Q: How does a parent find out about this stuff?
A: Parents are very savvy. They have their network and they speak to other parents. That's very important to hear—the actual experience of the families. Number two, they go to the school and get the feel of it. They look at what’s on the walls. They get to see the other students. Families need to talk to other people. They need to get out there and see it, but then they have to understand their own child. That sometimes is hard.
Q: What are some of the things they should look for at the school?
A: When they go to the school, they have to see if they can see their child in the school. In the classroom with those children, can they see themselves as part of the community? I like them to look at work and compare it. I like them to ask the school if they can speak to a family at the school, so they can discuss, "What's it like being a part of the school? What are the negatives and the positives of being at the school?"

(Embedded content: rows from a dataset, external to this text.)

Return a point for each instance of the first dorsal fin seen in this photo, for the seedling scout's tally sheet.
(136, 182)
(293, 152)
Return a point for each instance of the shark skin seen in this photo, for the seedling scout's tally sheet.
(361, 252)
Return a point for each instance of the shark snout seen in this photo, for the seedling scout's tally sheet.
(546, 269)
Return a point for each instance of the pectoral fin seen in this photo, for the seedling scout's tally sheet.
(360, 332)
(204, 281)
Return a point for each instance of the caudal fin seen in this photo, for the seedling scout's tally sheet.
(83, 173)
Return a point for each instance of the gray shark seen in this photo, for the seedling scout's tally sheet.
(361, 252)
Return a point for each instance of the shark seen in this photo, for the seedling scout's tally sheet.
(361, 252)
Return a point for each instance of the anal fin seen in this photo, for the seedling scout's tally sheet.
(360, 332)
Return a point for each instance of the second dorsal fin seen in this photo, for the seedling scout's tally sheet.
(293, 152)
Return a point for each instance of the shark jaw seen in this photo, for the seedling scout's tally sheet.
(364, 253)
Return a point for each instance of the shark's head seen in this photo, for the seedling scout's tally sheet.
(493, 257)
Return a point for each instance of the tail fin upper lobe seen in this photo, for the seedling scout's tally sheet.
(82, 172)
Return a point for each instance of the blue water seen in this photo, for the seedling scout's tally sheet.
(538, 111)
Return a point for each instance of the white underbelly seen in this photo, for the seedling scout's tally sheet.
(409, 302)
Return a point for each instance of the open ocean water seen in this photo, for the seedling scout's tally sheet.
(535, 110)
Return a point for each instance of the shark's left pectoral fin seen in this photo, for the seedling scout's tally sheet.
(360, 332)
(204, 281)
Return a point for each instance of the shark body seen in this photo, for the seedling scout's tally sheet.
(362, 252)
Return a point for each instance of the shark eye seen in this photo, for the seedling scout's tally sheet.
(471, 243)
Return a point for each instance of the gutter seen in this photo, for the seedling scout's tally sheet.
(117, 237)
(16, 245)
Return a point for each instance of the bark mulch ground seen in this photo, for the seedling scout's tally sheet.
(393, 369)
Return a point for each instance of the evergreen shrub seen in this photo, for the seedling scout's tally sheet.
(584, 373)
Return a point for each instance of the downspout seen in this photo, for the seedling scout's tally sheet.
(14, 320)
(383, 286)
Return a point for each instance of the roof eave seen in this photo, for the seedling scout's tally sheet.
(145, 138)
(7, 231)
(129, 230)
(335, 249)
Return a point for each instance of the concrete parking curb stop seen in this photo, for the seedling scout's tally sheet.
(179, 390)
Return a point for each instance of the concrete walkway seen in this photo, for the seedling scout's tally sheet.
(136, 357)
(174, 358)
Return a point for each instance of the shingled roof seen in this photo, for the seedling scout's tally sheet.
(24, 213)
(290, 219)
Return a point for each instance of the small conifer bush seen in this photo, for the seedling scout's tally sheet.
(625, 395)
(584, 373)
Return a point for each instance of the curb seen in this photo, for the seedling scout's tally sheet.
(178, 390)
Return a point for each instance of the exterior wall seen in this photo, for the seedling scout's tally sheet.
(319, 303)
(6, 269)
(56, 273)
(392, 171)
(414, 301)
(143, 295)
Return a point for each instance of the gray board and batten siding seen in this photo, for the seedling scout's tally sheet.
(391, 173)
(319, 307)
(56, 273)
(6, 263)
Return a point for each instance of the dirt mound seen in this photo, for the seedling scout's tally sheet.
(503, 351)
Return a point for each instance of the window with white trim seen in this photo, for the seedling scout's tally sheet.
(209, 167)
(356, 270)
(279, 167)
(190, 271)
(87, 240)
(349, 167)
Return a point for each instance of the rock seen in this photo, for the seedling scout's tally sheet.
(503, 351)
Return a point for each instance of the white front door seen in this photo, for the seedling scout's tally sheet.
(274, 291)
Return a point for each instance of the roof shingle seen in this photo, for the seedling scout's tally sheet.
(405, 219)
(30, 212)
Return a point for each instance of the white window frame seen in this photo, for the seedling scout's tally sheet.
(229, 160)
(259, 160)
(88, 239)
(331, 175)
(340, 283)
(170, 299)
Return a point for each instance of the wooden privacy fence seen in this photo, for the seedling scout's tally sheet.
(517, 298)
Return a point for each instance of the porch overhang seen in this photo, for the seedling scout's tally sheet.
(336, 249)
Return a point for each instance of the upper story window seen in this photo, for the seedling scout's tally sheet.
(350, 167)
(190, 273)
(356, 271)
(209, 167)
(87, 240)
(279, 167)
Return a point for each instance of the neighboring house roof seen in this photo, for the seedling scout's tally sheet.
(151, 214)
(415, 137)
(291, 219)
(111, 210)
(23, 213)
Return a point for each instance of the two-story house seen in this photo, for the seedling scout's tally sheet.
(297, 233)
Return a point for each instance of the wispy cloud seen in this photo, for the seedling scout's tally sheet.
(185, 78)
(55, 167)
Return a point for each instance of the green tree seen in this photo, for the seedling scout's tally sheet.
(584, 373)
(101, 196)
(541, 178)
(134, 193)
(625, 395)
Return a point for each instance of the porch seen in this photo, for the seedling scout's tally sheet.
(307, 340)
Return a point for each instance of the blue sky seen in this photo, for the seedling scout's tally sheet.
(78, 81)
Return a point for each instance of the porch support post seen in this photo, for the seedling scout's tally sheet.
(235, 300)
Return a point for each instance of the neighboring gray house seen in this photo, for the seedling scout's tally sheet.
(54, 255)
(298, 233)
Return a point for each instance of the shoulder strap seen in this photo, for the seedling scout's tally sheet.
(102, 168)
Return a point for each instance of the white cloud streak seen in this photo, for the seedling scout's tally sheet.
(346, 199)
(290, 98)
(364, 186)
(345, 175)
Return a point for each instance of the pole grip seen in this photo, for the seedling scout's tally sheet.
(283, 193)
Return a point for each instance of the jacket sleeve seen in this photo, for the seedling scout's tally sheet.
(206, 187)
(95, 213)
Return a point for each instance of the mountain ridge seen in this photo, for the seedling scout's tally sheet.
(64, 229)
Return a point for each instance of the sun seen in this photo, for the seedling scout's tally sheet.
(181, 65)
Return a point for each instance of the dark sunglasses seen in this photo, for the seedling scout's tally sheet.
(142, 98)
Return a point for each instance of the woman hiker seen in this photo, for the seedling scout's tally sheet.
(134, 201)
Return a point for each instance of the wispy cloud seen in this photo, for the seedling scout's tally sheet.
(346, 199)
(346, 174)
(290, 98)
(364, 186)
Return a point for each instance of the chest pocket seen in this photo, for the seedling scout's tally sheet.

Q: What should they look for in student work?
A: I would look at things like, how is it corrected? How does it go up on the wall? What is the content like? Is there some description about it? Putting up all work that's totally correct and perfect isn't reality either, but it could be this is the finished product. Can you see the process in the product? They should be able to see that displayed and they should also be able to look at some notebooks in the classroom.
Q: Is it helpful to talk to other parents about a school?

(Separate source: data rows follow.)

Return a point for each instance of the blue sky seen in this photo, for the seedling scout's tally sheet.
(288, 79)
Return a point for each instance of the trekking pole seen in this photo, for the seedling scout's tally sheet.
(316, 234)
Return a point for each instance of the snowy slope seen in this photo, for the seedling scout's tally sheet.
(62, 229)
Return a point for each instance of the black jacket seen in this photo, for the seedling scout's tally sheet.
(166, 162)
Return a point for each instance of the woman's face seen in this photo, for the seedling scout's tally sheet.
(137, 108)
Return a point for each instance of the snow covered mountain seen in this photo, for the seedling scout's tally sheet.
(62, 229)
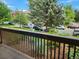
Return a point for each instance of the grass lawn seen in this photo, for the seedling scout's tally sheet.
(53, 31)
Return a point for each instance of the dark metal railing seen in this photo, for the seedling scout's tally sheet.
(41, 46)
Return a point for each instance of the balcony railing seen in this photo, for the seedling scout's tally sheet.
(40, 46)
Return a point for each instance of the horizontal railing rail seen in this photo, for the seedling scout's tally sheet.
(41, 45)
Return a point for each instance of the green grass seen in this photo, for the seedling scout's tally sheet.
(51, 31)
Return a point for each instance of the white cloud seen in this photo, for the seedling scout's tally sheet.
(68, 1)
(4, 1)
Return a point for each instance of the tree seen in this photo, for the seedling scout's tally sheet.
(21, 18)
(46, 12)
(5, 13)
(69, 14)
(76, 16)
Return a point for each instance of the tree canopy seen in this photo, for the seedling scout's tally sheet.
(21, 18)
(5, 12)
(69, 14)
(76, 16)
(46, 12)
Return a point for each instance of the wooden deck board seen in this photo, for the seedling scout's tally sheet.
(8, 54)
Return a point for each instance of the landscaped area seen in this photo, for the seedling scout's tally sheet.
(36, 28)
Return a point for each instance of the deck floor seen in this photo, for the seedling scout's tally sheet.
(9, 54)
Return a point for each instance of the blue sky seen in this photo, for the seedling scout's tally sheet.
(23, 4)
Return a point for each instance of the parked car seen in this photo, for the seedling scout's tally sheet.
(37, 28)
(60, 27)
(74, 25)
(76, 32)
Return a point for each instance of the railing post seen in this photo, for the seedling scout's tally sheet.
(0, 37)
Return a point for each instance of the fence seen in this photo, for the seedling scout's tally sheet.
(41, 46)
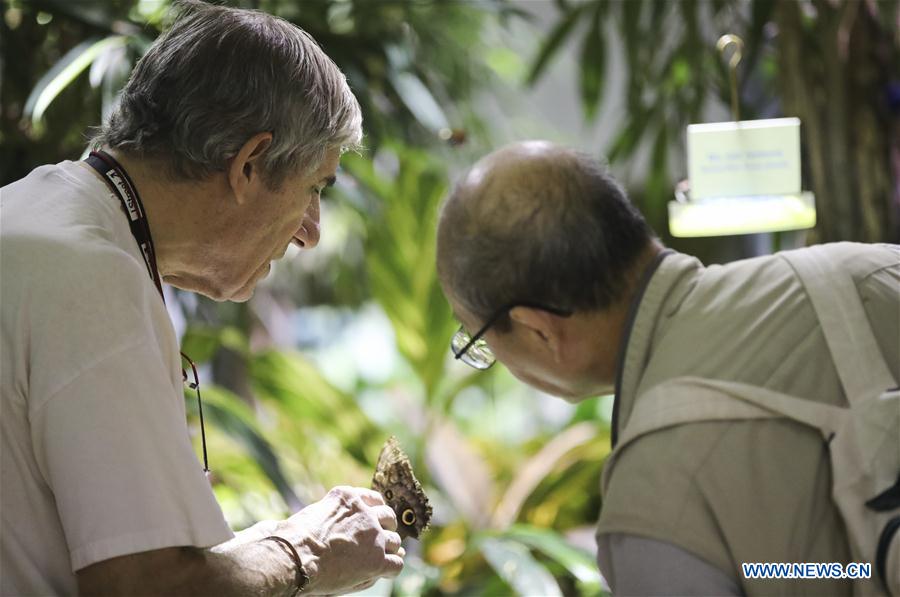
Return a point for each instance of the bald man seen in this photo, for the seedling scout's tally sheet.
(551, 271)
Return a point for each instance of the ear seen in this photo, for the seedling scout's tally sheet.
(244, 169)
(544, 327)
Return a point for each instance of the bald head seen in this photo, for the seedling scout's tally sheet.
(541, 223)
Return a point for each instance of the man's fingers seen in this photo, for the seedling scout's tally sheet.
(392, 543)
(363, 586)
(370, 496)
(393, 565)
(386, 517)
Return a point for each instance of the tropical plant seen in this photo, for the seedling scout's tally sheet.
(280, 432)
(832, 64)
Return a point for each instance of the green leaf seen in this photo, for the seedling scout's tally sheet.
(627, 141)
(631, 19)
(417, 97)
(593, 65)
(64, 72)
(577, 561)
(514, 563)
(553, 42)
(232, 416)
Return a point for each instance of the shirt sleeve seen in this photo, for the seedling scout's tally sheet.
(111, 439)
(634, 565)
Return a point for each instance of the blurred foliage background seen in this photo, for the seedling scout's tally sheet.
(346, 345)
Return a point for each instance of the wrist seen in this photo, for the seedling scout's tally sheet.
(300, 577)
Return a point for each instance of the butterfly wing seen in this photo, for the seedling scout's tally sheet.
(395, 481)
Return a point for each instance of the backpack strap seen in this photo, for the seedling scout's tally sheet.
(694, 399)
(833, 294)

A: Yeah. You've got to go and you've got to talk to a parent at the school and then ask questions like, "How much homework is there? For students from Grade 7-12? How much stress is there in the school?" Parents don't want to ask that because they don't want to have the school think that they can't cut it. They don't want to ask the questions that would get to the culture. Then when you ask to speak to a parent at the school, then obviously you're going to speak to a happy parent. So it may be best to do this on your own time, maybe at a school event.
Q: What are the key dimensions of a child that a family should look at?
A: One would be how well they deal with instructions. Also, responsibility, independent work, and self-regulation—these are key factors. In fact, the first page of most report cards, private or public, will give you a good sense of how that child's academic behaviors are in the classroom, what their learning skills are like. When you see a "Needs Improvement," that means they can't self-regulate. You know that you need something for your child that's going to help them regulate in a classroom and is that school able to do that for your child?
Q: What are some of the most important factors in the school-choice process?
A: First of all, the family looks at their means, financial. Look on websites to see if there's financial aid, if necessary. Look at the schools in your neighborhood. Being as close to home as possible makes sense for kids. Once you have your shortlist of schools, go and visit them.
Also, it’s important to form a close relationship with the admissions office. Admission people at our schools, honestly, are incredible. I say this to families a lot: "you're going to get more information about your child from the admissions process than you might believe."
Q: What should families be spending most of their time doing in the research process?
A: They have to organize their life overall so that when all of those open houses come out at the end of the year, they have them in their diaries, number one. Number two, decide which open houses and private tours to go to. Look at their work schedules. Make sure of that. Because I see a lot of families that are totally overwhelmed when they haven't organized. Next, go on websites, get a flavour of the school, the mission of the school and talk to people. That they have to do in August when everything comes up on the website.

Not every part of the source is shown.